The browser makers' response is that users have expressed a desire for more online privacy.
But Hilwa sees more at play than a Manichaean view of business versus anti-business, as Rothenberg contended.
Saying Mozilla was "caught in the middle," Hilwa argued that the company was reacting to pressure — perhaps, as Valdes said, to a vocal minority — because its users blame the browser, not necessarily advertisers, for privacy failures. "There is no doubt users will hold browsers accountable for any breaches of privacy or excesses of the advertising industry in siphoning data," said Hilwa. "[Browser makers] feel under pressure to control the type of data that can seep through their browsers."
The recent disclosures of widespread government surveillance has added fuel to that fire, Hilwa noted.
For its part, Mozilla declined to directly rebut Rothenberg's denunciations, and instead issued a statement that walked a line similar to what it has said before when it's butted against advertisers.
"Mozilla feels advertising is an important component to a healthy Internet ecosystem, and over the coming months we'll be working to address valid commercial concerns in our third-party cookie patch before advancing it to the general Firefox release," said a company spokesman, again intimating that the cookie-blocking plan was far in the future. "We'll continue gathering input while keeping the dialogue open with the hope that advertising industry groups will respect the choices users make to form the Web experience they want."
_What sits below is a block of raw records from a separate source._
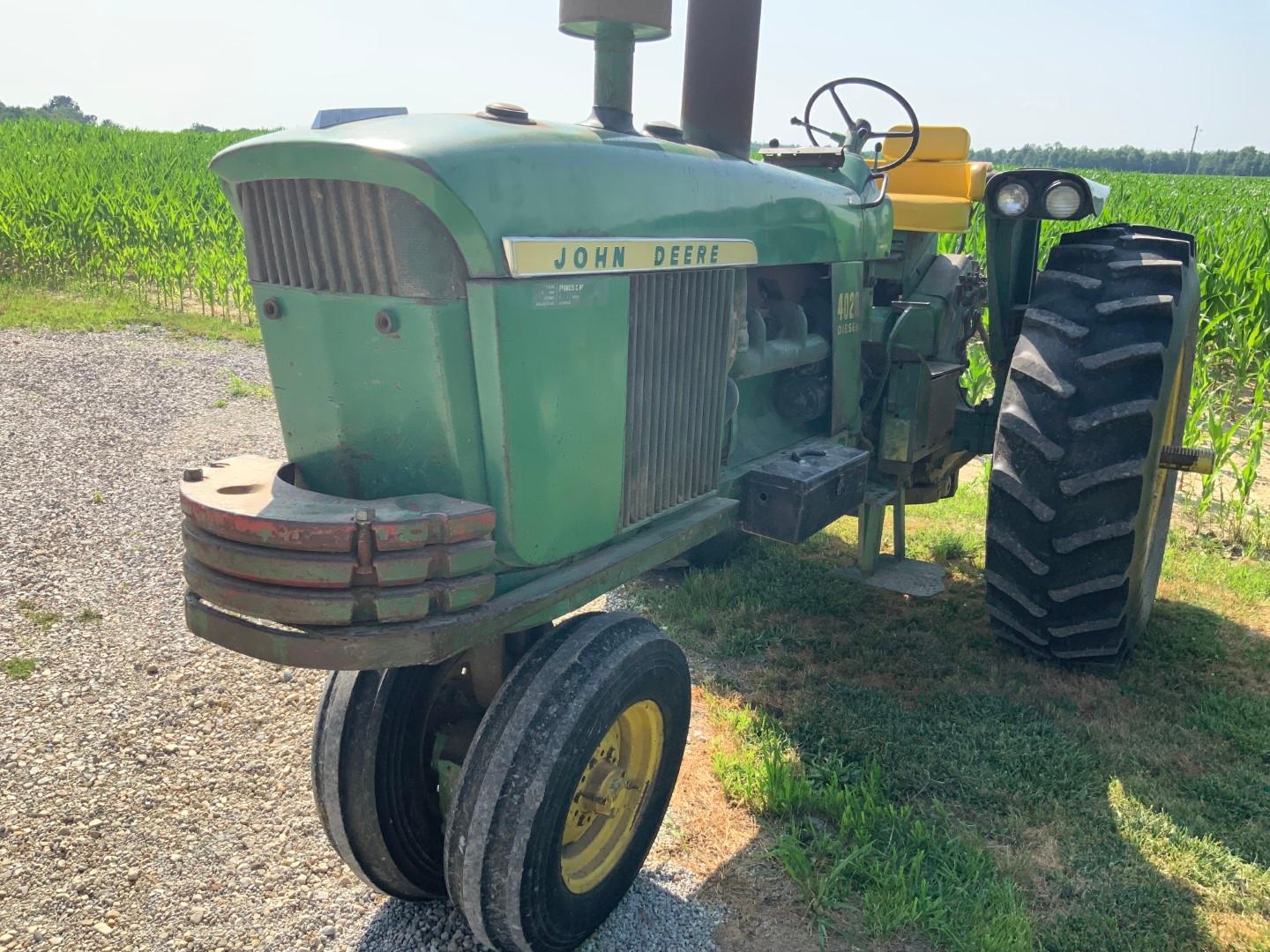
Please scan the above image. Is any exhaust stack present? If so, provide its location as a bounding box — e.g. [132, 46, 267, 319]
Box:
[560, 0, 670, 133]
[681, 0, 763, 159]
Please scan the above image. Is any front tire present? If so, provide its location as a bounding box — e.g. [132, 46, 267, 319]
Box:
[445, 612, 691, 952]
[985, 225, 1199, 661]
[312, 660, 480, 901]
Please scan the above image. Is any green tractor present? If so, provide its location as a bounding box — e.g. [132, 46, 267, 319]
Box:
[182, 0, 1209, 952]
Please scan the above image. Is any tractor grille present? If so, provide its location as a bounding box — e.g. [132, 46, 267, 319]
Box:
[621, 269, 736, 525]
[237, 179, 462, 297]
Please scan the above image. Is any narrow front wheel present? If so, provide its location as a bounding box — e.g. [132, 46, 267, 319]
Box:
[445, 612, 691, 952]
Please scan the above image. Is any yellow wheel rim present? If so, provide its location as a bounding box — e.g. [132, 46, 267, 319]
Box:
[560, 701, 666, 894]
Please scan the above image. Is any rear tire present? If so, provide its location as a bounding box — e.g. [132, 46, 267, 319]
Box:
[445, 612, 691, 952]
[985, 225, 1199, 661]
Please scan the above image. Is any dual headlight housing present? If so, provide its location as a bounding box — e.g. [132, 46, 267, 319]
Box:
[983, 169, 1111, 221]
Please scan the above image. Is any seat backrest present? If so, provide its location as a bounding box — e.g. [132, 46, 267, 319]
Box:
[881, 126, 970, 162]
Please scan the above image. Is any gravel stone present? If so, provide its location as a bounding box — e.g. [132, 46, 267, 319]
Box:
[0, 331, 722, 952]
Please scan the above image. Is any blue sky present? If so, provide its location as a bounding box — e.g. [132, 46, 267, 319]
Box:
[0, 0, 1270, 150]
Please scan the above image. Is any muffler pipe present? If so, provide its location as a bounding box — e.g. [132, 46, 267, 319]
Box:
[679, 0, 763, 159]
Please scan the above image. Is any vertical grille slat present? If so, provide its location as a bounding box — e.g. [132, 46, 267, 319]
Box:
[291, 179, 326, 291]
[621, 269, 736, 527]
[260, 182, 291, 285]
[237, 179, 466, 297]
[280, 179, 315, 288]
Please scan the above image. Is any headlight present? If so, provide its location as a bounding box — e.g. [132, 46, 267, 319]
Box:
[997, 182, 1031, 217]
[1045, 182, 1082, 219]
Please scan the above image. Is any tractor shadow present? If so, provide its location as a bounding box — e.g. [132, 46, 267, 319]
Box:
[353, 865, 721, 952]
[632, 539, 1270, 949]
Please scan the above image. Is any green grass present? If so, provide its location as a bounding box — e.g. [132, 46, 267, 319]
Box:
[638, 479, 1270, 952]
[18, 599, 63, 631]
[0, 658, 40, 681]
[228, 370, 273, 400]
[0, 282, 260, 344]
[711, 702, 1034, 952]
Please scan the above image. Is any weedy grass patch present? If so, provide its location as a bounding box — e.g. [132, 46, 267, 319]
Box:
[228, 370, 273, 400]
[636, 476, 1270, 952]
[0, 282, 260, 344]
[0, 658, 40, 681]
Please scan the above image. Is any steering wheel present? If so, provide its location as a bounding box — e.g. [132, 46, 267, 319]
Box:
[790, 76, 922, 171]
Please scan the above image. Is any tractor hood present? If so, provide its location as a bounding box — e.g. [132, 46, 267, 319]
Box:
[212, 115, 890, 278]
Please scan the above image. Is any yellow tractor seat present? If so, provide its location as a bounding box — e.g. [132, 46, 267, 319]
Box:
[881, 126, 992, 233]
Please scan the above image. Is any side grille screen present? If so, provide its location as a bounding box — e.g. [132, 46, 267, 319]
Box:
[621, 269, 736, 525]
[237, 179, 464, 297]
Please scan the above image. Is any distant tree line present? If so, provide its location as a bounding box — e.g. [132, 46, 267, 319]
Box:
[0, 96, 115, 126]
[972, 142, 1270, 175]
[0, 96, 220, 132]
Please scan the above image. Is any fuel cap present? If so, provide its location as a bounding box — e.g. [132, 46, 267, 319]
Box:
[476, 103, 532, 124]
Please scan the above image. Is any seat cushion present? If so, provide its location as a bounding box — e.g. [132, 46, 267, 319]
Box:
[888, 191, 972, 233]
[886, 159, 970, 198]
[881, 126, 970, 162]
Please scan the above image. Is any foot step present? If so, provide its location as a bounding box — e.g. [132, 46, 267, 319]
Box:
[837, 554, 945, 598]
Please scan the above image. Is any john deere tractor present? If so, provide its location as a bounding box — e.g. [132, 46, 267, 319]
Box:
[182, 0, 1206, 952]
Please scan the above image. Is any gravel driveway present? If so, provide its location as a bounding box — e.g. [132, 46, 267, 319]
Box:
[0, 331, 719, 952]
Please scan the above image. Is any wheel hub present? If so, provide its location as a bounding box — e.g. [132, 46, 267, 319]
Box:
[560, 701, 664, 894]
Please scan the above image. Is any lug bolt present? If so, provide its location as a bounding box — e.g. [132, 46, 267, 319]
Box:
[375, 311, 401, 334]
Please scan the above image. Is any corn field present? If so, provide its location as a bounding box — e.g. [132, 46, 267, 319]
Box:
[0, 119, 255, 315]
[0, 119, 1270, 546]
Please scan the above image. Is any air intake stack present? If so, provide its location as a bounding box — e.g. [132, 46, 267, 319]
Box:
[560, 0, 670, 133]
[681, 0, 763, 159]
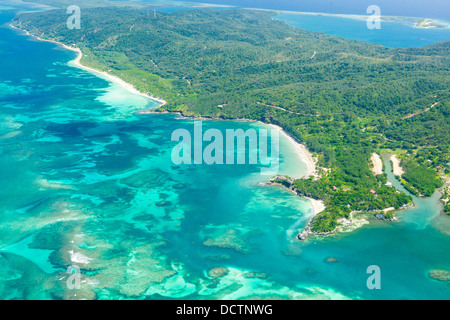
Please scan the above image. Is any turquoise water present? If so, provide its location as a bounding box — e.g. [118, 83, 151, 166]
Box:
[276, 13, 450, 48]
[0, 3, 450, 299]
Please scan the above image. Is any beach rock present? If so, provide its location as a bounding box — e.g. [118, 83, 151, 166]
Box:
[297, 230, 309, 241]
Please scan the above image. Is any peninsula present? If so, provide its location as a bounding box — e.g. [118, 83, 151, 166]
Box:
[13, 7, 450, 234]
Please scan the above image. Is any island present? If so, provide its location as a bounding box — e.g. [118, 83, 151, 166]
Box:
[12, 6, 450, 234]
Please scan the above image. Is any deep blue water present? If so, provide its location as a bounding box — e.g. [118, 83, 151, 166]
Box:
[0, 1, 450, 299]
[185, 0, 450, 20]
[139, 0, 450, 48]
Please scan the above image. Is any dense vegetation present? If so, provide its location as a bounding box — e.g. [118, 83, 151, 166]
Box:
[15, 8, 450, 231]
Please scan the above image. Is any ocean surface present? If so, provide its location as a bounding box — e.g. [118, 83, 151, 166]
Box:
[145, 0, 450, 48]
[0, 4, 450, 299]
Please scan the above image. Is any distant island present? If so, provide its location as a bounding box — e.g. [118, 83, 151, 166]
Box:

Mozilla, ironically, indirectly relies on advertising revenue for the vast bulk of its revenue. In 2011, the last year for which it reported financials, Mozilla earned $162 million, or 99% of all revenue, from deals with search engines, which pay the firm to make their services available to Firefox users.
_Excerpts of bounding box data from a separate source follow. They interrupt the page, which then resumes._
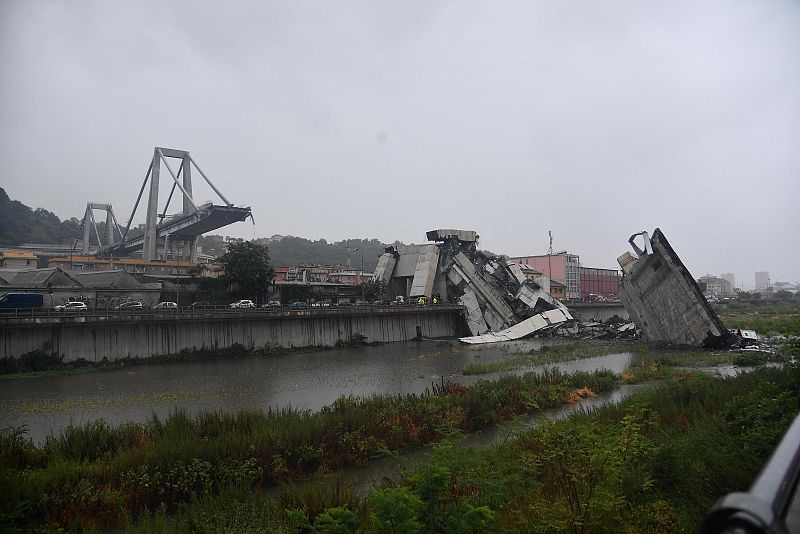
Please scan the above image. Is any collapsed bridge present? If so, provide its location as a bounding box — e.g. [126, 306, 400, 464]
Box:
[373, 229, 572, 343]
[83, 147, 253, 262]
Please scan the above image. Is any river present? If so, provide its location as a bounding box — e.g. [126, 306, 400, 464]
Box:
[0, 340, 648, 442]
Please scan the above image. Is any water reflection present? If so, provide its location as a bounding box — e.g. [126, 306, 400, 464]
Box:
[0, 340, 636, 441]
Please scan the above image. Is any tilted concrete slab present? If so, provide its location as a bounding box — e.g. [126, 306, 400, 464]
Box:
[458, 286, 489, 336]
[453, 252, 515, 325]
[409, 245, 439, 299]
[618, 228, 735, 348]
[372, 252, 397, 282]
[459, 309, 572, 345]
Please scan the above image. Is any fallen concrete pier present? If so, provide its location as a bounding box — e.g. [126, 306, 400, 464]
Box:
[617, 228, 736, 348]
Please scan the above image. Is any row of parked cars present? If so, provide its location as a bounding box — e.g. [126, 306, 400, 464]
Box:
[49, 297, 422, 312]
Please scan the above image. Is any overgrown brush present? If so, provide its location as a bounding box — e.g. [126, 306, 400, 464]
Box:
[0, 369, 648, 529]
[119, 366, 800, 534]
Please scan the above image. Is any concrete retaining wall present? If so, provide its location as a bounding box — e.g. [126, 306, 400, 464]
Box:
[567, 302, 630, 323]
[0, 307, 462, 361]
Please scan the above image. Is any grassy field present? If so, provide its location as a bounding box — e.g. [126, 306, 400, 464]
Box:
[0, 365, 662, 530]
[124, 366, 800, 534]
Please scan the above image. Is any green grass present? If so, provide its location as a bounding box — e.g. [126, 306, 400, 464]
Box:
[117, 366, 800, 534]
[462, 341, 651, 375]
[0, 366, 660, 530]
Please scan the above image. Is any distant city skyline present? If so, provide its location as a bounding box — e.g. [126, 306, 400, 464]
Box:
[0, 0, 800, 283]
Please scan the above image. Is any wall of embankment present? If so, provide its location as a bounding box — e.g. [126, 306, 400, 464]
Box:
[0, 306, 463, 361]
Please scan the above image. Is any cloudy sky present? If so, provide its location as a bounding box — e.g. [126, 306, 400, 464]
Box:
[0, 0, 800, 286]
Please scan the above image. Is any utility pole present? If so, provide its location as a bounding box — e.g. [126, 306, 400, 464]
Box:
[353, 247, 366, 300]
[547, 230, 553, 295]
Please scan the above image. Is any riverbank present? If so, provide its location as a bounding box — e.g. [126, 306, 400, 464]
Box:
[122, 366, 800, 534]
[0, 365, 661, 529]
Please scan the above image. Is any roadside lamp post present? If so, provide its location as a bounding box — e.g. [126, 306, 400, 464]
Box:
[353, 248, 366, 301]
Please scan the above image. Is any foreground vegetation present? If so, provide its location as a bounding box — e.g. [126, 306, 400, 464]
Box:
[0, 365, 661, 530]
[126, 366, 800, 533]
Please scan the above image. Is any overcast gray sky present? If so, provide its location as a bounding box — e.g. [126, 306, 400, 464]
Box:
[0, 0, 800, 286]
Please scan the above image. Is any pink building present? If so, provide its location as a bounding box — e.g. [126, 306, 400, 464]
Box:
[509, 252, 581, 300]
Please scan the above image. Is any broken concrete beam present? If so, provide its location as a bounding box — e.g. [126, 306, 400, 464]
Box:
[458, 286, 489, 336]
[618, 228, 735, 348]
[425, 229, 478, 246]
[372, 252, 397, 282]
[409, 245, 439, 299]
[459, 309, 572, 345]
[514, 284, 567, 310]
[453, 252, 515, 325]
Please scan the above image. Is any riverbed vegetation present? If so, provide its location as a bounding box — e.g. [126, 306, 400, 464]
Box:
[0, 361, 800, 533]
[125, 366, 800, 534]
[0, 366, 662, 530]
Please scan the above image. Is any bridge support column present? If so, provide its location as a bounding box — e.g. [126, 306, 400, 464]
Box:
[142, 148, 161, 261]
Those deals are predicated on Firefox users clicking on ads within the ensuing search results.
Mozilla has been aggressively moving on to other projects, however, including Firefox OS, as a hedge against the decline of desktop browsing and a concurrent reduction in search-based revenue. But the desktop versions of Firefox, which until late 2009 were consistently gaining browser user share, have budged little over the last 12 months.
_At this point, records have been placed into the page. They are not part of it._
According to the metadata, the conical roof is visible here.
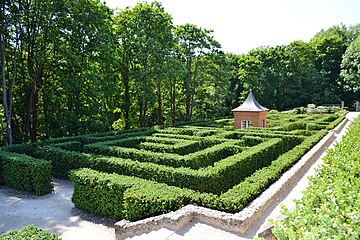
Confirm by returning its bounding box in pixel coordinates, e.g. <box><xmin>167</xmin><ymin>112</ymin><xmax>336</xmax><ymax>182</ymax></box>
<box><xmin>231</xmin><ymin>90</ymin><xmax>269</xmax><ymax>112</ymax></box>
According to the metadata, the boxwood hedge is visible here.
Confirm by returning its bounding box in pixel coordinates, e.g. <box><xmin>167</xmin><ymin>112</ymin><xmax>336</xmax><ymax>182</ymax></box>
<box><xmin>0</xmin><ymin>151</ymin><xmax>53</xmax><ymax>195</ymax></box>
<box><xmin>0</xmin><ymin>225</ymin><xmax>61</xmax><ymax>240</ymax></box>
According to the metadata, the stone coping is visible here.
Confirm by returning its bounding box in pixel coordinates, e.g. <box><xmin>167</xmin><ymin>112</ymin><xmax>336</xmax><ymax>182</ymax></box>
<box><xmin>114</xmin><ymin>119</ymin><xmax>348</xmax><ymax>240</ymax></box>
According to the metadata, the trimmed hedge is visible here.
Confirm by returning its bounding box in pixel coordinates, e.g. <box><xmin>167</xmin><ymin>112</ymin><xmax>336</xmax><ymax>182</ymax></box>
<box><xmin>0</xmin><ymin>225</ymin><xmax>61</xmax><ymax>240</ymax></box>
<box><xmin>221</xmin><ymin>130</ymin><xmax>327</xmax><ymax>213</ymax></box>
<box><xmin>70</xmin><ymin>169</ymin><xmax>219</xmax><ymax>220</ymax></box>
<box><xmin>273</xmin><ymin>117</ymin><xmax>360</xmax><ymax>239</ymax></box>
<box><xmin>0</xmin><ymin>151</ymin><xmax>53</xmax><ymax>195</ymax></box>
<box><xmin>83</xmin><ymin>140</ymin><xmax>241</xmax><ymax>170</ymax></box>
<box><xmin>71</xmin><ymin>131</ymin><xmax>326</xmax><ymax>221</ymax></box>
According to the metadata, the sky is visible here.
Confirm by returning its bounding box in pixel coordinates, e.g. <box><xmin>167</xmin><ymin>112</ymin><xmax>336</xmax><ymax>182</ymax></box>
<box><xmin>102</xmin><ymin>0</ymin><xmax>360</xmax><ymax>54</ymax></box>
According to Web analytics firm Net Applications, Firefox on the desktop accounted for 19% of the browsers used worldwide during June. In mobile browsing, where Mozilla has devoted significant resources, not only to Firefox OS but also to an Android browser, Firefox held an almost-invisible 0.03% user share.
The IAB's members include Apple, Google, Microsoft and Opera — four of the five top browser makers — as well as the BBC, CBS and IDG, the parent company of Computerworld.